暫く大人ハーピィさん達に歓待された後、少し落ち着いたハーピィちゃん達と再び交流してからハーピィ達の集合住宅ことハーピィタワーを後にする。
「おつかれェ。早かったねェ?」
ハーピィタワーから出ると、俺専用の人力車――いや、鬼力車か?――の前で待っていたシュメルが声をかけてきた。その側にはトズメとベラの姿もある。
「もっとゆっくりしたいところだったけど、シュメル達を待たせているし、城でやることもあるからな」
「私達のことは気にしないでも良いんだけどね。これも仕事なんだし」
「気にかけてもらえるのは嬉しいっすけどね」
にっかりと快活な笑みを浮かべつつ、ベラが鬼力車に乗り込むための踏み台を地面に置いてくれたので、礼を言いながら鬼力車に乗り込む。これは俺がドラゴニス山岳王国に行っている間に研究開発部で作られたもので、俺が鬼娘達だけを護衛として引き連れてメリネスブルグ内を安全に移動するために作られたものだ。搭乗席を守るようにアイラが開発した新型物理結界が展開されるようになっており、弓矢やクロスボウ、果ては魔銃による狙撃までをも防御できるようになっている。

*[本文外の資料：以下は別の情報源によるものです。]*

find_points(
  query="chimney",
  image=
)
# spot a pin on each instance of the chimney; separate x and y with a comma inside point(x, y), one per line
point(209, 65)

「しかし、俺が居ない間になかなかに大仰なものを作ったよな」
「あたしらとしてはこっちのほうがやりやすくて助かるけどねェ。やっぱ身軽なのが一番さね」
「身軽な上に頑丈で小回りが利くの。なかなかのものでしょう?」
「トズメが滅茶苦茶ドヤ顔してるっす」
この鬼力車は俺の護衛を専属で引き受けている鬼娘達のうちの一人、青肌サイクロプスのトズメが考案したものであるらしい。前々から市内を箱型馬車で移動するのはかえって的が大きすぎて危険だと思っていたらしく、研究開発部の木工職人や鍛冶職人、それに魔道士達と一緒にこの鬼力車の開発を進めていたのだとか。予算はシルフィとメルティが承認したらしい。なんだかんだで過保護だよね、彼女達は。
「んじゃァ城に帰るよォ?」
「頼んだ。なんか一緒に歩けば良いだけなのに、こうして車を引かせるのはどうにも気が咎めるなぁ」
「良いじゃない。実際偉いんだから。それらしくふんぞり返っておけば良いのよ」
「そっすよ。それに旦那を守るのは嫁の仕事っすから」
「コースケはアタシらで守る必要もないくらい強いけどねェ。まぁ、お貴族様には外聞ってもんもあるもんだし、大人しく運ばれておきなァ」
そう言ってシュメルがニヤリと笑みを浮かべる。まぁ、シュメル達自身がそう言うならここは黙って従っておくとしよう。彼女達もこころなしか満足げだし。
次は城に帰ってエレン達と会った後、研究開発部に顔を出してから執務室でドラゴニス山岳王国に行っている間に溜まった各種プロジェクトの決済処理か。やることが多いなぁ。